Value of the function $\phi=c_1 \chi_{I_1} + c_2 \chi_{I_2}$

Question

Lets say I have the function $\phi=c_1 \chi_{I_1} + c_2 \chi_{I_2}$

When $I_1$ and $I_2$ are disjont, why does $\phi$ take the constant value of $c_1$ at the point of $I_1$ and the constant value of $I_2$ at the point of $I_2$?

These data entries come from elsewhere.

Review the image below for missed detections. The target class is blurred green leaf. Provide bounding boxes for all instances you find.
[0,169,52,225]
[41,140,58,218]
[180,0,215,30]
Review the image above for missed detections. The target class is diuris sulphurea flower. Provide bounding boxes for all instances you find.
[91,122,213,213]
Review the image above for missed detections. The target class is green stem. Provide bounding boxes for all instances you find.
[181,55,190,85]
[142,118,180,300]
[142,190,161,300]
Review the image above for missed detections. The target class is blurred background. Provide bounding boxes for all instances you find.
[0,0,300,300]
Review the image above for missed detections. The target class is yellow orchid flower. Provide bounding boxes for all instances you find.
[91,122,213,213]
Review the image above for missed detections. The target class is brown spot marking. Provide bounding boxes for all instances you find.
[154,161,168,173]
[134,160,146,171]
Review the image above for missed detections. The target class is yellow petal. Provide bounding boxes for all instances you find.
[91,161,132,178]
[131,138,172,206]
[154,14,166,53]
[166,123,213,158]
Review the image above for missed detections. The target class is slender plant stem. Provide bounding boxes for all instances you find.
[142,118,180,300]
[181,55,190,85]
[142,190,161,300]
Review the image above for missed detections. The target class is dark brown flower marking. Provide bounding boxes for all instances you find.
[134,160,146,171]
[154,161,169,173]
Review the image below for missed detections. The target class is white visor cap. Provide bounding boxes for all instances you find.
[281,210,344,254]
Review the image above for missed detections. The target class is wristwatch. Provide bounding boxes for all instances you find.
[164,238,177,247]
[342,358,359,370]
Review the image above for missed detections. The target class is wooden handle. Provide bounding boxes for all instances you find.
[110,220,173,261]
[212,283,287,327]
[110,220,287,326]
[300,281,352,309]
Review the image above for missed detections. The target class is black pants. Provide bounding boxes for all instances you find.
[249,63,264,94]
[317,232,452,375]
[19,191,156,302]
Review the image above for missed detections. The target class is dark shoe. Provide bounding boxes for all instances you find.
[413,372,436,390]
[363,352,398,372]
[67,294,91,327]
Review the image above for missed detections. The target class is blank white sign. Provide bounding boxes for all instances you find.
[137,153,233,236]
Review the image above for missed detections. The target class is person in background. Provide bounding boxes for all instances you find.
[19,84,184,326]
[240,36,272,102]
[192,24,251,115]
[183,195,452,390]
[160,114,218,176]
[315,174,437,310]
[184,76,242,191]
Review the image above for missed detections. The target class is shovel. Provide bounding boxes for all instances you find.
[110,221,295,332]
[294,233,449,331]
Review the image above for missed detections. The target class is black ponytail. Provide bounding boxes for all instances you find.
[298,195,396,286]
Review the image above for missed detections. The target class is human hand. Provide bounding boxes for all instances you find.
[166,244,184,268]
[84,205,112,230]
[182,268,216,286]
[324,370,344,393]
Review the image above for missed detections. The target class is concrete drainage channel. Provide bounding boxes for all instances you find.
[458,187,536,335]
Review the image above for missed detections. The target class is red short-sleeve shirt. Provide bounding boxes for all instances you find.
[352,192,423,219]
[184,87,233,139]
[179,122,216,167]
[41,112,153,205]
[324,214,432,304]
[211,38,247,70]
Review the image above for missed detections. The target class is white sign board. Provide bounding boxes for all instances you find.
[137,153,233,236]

When $I_1$ and $I_2$ have common points, why does $\phi$ take the value of $c_1+c_2$ at all points of $I_1 \cap I_2$?

Answer 1

Break it down:

In the first case, $I_1 \cap I_2 = \emptyset$. if $x$ is a real number, these are the possibilities:

• $x \in I_1, x \in I_2$: Since $I_1 \cap I_2 = \emptyset$, this is impossible.
• $x \in I_1, x \notin I_2$: since $x \in I_1, \chi_1(x) = 1$. Since $x\notin I_2$, $\chi_2(x) = 0$. So $$\phi(x) = c_1\chi_1(x) + c_2\chi_2(x) = c_1\cdot 1 + c_2\cdot 0 = c_1 + 0 = c_1$$
• $x \notin I_1, x \in I_2$: In this case $\chi_1(x) = 0, \chi_2(x) = 1$. So can you calculate $\phi(x)$ like I did above?
• $x \notin I_1, x \notin I_2$: In this case $\chi_1(x) = 0, \chi_2(x) = 0$. So can you calculate $\phi(x)$ like I did above?

Now in the second case, $I_1 \cap I_2 \ne \emptyset$, so there exists values of $x$ for which $\chi_1(x) = 1$ and $\chi_2(x) = 1$. So can you calculate $\phi(x)$ in this case too?